Begitupun Agasta, ia merasa ada yang tidak beres dengan dirinya ketika Lea memeluknya. Ia seperti merasakan sesuatu yang tidak bisa diungkapkan.

Saat sampai di rumah, Lea membenarkan rambutnya yang sangat berantakan. "Kunciran favorit gue terbang gara-gara lo, ah!" Lea berdecak kesal.

Agasta memarkirkan motornya di garasi, "Emang gue peduli? Kunciran goceng tiga aja favorit, dih."

"Tau ah, nyebelin lo." Lea hendak pergi, namun ia kembali karena melupakan sesuatu. "Makasih karena udah ngajarin gue, maaf juga karena main meluk lo aja tadi." Lea langsung berlari ke kamarnya. Malu, sudah pasti.

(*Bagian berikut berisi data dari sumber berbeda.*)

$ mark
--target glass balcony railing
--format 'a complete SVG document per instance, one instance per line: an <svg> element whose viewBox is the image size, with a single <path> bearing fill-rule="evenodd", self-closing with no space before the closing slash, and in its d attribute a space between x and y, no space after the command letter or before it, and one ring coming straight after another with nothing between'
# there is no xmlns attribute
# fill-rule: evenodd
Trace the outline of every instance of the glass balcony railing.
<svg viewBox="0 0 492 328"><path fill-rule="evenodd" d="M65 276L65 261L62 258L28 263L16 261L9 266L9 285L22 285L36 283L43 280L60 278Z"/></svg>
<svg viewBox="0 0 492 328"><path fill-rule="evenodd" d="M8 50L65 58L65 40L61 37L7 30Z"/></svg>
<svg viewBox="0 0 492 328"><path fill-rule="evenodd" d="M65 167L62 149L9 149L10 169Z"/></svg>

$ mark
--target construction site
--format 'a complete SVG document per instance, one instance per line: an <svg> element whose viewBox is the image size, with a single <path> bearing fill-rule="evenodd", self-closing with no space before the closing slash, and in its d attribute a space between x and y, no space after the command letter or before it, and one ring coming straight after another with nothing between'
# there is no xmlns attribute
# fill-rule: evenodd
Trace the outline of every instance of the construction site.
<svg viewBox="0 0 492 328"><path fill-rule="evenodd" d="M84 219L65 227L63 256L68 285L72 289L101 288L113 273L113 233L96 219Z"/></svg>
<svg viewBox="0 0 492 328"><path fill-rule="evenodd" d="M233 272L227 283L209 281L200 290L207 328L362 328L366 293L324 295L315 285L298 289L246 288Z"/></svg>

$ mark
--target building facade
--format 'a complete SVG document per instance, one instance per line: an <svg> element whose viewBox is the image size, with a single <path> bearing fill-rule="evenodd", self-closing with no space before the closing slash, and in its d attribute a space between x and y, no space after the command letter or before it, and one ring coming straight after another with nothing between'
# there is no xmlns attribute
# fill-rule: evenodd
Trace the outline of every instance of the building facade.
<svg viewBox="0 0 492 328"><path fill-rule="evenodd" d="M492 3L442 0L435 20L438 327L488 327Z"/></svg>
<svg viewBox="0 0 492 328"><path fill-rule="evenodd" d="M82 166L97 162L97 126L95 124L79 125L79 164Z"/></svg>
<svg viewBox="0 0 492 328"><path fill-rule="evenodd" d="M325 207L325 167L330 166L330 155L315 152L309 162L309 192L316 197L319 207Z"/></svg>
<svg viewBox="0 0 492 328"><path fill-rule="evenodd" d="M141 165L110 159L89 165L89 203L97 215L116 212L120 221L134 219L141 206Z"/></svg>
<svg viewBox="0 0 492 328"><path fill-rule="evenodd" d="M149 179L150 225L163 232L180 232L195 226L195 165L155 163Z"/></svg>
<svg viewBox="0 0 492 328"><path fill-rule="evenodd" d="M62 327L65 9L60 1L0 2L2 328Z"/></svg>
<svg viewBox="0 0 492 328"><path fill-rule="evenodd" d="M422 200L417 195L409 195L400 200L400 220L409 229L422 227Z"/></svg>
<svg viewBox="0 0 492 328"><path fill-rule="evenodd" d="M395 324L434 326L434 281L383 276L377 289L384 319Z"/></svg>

Di sepanjang jalan tadi Lea memang terus saja memeluk Agasta karena Agasta yang membawa motor seperti orang yang mengajak ke alam baka.

Saat Lea masuk ke rumahnya, ia mendapati Mamanya yang tengah menuangkan air ke gelas. "Kamu kemana sih, sampe malem banget gini. Tadi katanya cuma mau keluar sebentar sama Agasta, tapi malah sampe malam gini."

Lea menaiki tangga, "Itu Kak Agasta minta di kafe Gloria aja katanya, yaudah deh jadi malem begini." Lea memutar kenop pintunya, "Good night, Ma."

Gadis itu meletakkan tasnya di atas meja belajar, ia membuka pintu balkon dan menghirup udara malam yang tampak segar. Lea kembali merasakan rasa hangat saat tadi ia memeluk Agasta, rasa yang sepertinya pernah ia rasakan. Tapi, apa mungkin Lea pernah bertemu dengan Agasta di masa lalu?

Lea menatap jendela balkon kamar Agasta yang tampak remang-remang, bahkan ia bisa melihat bayangan Agasta yang tengah membuka baju di dalam sana.

"Di satu sisi, gue ngerasa De Javu sama pelukan tadi. Tapi di sisi lain, gue ngerasa takut buat deket-deket sama lo, Kak. Karena, banyak banget orang yang nggak suka gue deket sama lo."